In our terminology, one element is the parent of another only when it is more general--analogous to a superclass in an object-oriented language. However, there is no way to express this kind of parent relationship in SGML. The CES DTD and the TEI DTD both attempt to use entities to create "classes" of elements and attributes, but because entities are only a string-replacement mechanism, there is no means by which class membership can be recognized or manipulated by typical SGML-aware software. The ability to manipulate and query on the basis of class membership is one of the most important and promising aspects of the CLASSIC representation for SGML documents.

5. Documents in CLASSIC

Documents conformant to a DTD represented in CLASSIC comprise individuals which instantiate the concepts in the ontology derived from the DTD. Documents entered into CLASSIC are assumed to be syntactically well-formed with respect to their corresponding DTD. For example, the following simple HTML marked-up document:
     <HTML>
     <TITLE>Example</TITLE>
     <BODY><P>This is a simple example.</P></BODY>
     </HTML>
would correspond to the following individuals in CLASSIC :
     HTML-1  :: (and HTML
                      (fills contains TITLE-2 BODY-3)
                      (fills first TITLE-2))

     TITLE-2 ::  (and TITLE
                     (fills contains CDATA-4)
                     (fills first CDATA-4)
                     (fills next BODY-3))

     BODY-3  ::  (and BODY
                     (fills contains P-5)
                     (fills first P-5))

     P-5     :: (and P
                     (fills contains CDATA-6)
                     (fills first CDATA-6))

     CDATA-4 :: (and CDATA
                    (fills text "Example"))

     CDATA-6 :: (and CDATA
                    (fills text "This is a simple example."))
The name of each individual is generated automatically, and consists of the name of the most specific parent concept and a number to make the name a unique symbol. These names have no meaning to CLASSIC; they are simply place holders.

6. Using CLASSIC to Query Documents

There are a number of manipulations that can be performed once documents have been stored in CLASSIC. Complex path-tracing searches can be specified, similar in style to an SQL query of a relational database.

The main difference between a KR system like CLASSIC and a relational database is the ability to specify inferences that eliminate the need for a user to be completely familiar with the DTD. That is, knowledge of what the structural relationships in the document actually mean can be specified in the ontology and used to make the job of searching for information easier for the user.

For example, a marked-up document conforming to the CES DTD might contain a NAME element, with type=PERSON, within the BODY part of a document. When this element is encountered, our system will read the type attribute and, if this is the first time that type has been encountered, it will create a new concept with NAME as its parent, and then create an individual of that new concept that represents the tagged text.

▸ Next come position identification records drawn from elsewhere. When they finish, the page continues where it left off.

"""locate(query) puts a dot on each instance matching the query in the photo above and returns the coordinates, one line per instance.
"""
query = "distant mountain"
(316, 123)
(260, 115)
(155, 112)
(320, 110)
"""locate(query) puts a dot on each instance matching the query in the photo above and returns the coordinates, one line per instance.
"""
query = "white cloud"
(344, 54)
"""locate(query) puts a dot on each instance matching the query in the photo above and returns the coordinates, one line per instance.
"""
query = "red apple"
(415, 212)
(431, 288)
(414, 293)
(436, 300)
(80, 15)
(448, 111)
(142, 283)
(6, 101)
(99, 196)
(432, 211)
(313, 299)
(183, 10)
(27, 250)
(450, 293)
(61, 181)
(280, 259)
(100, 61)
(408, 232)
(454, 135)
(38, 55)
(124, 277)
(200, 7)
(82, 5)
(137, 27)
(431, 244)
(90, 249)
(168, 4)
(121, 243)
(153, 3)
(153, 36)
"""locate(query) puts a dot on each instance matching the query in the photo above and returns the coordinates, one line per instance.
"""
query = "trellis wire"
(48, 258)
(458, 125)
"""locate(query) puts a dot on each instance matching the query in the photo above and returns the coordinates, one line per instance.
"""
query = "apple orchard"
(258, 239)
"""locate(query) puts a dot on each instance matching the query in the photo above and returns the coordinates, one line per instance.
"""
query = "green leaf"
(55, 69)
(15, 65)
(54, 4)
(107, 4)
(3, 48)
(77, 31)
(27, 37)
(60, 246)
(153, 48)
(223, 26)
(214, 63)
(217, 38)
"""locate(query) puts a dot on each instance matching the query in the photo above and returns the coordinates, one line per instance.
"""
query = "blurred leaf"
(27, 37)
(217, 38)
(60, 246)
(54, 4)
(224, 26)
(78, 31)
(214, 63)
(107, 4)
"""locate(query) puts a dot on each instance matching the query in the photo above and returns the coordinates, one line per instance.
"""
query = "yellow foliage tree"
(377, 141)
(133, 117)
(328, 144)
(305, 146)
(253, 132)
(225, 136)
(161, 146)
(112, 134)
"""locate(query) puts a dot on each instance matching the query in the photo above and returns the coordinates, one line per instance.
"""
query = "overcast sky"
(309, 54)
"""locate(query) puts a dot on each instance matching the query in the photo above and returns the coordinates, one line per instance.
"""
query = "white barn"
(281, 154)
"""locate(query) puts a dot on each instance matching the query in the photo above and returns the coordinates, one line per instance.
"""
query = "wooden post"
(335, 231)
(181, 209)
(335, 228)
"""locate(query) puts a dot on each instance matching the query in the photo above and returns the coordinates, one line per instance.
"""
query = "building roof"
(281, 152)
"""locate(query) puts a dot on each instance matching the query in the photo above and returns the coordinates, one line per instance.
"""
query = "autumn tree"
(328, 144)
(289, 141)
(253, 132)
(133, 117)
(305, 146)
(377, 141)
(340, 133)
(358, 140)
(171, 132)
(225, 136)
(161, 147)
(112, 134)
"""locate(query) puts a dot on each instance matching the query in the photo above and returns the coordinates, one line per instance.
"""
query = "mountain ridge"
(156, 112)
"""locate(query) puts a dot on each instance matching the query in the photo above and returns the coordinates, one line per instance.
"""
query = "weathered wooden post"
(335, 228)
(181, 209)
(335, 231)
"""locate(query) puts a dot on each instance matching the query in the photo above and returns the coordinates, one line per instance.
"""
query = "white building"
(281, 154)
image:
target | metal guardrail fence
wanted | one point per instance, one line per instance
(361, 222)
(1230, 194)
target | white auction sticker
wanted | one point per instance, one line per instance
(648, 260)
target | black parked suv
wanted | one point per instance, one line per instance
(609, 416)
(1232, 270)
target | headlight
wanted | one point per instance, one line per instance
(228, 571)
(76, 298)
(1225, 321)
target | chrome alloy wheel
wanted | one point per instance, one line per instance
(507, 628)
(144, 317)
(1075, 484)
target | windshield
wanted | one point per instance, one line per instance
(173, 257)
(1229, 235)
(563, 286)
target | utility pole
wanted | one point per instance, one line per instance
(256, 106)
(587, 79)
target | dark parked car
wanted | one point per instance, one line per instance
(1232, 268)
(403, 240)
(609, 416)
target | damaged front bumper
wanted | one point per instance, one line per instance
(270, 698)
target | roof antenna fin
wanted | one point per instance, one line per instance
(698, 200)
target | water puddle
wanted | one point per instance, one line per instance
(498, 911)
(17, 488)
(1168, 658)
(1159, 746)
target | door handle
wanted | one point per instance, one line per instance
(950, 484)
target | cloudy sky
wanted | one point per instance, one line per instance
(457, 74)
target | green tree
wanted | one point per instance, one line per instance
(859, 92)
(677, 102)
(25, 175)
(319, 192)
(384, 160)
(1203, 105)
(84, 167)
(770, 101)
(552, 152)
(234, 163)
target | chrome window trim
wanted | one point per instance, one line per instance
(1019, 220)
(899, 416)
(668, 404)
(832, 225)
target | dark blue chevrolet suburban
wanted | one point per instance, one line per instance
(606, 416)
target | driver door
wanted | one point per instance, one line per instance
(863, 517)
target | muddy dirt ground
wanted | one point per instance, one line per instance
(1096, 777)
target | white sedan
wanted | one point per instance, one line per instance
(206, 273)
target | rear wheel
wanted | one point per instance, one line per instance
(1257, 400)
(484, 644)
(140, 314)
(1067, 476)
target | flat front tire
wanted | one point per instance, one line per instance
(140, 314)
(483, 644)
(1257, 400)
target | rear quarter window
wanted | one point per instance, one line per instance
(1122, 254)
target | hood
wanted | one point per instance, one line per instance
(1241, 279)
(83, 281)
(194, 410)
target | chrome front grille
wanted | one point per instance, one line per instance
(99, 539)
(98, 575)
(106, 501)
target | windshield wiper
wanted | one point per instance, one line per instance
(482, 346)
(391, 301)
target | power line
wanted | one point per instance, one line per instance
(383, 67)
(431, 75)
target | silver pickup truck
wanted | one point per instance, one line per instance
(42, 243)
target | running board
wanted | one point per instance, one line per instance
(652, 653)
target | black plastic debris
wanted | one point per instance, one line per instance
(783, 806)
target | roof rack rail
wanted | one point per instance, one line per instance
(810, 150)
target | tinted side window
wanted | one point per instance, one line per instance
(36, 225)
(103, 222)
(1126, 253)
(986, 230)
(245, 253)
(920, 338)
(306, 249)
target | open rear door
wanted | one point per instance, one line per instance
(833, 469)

Now suppose we decide that "any person-name occuring within the BODY of a document is a character." We create a new role called character, which is attached only to documents, and we can specify that the character role of a document is filled automatically with values according to the rule "any person-name occuring within the BODY of a document is a character" (the syntax for specifying such a rule is beyond the scope of this article). Subsequently, retrieval can be performed on the basis of this defined relationship; for example, all characters can be retrieved, or all characters with a certain set of characteristics, etc.--even if there is no tag for character. Note also that such queries would differentiate names applying to persons vs. names applying to places, organizations, etc., as well as names appearing in the body and names appearing elsewhere (for example, in the header). This overcomes a problem that arises due to the lack of scoping rules in SGML: for example, the element NAME may have a very different semantics depending on whether it appears in the header or in the body of the text, but SGML provides no way to differentiate instances of a given tag on the basis of context. [6]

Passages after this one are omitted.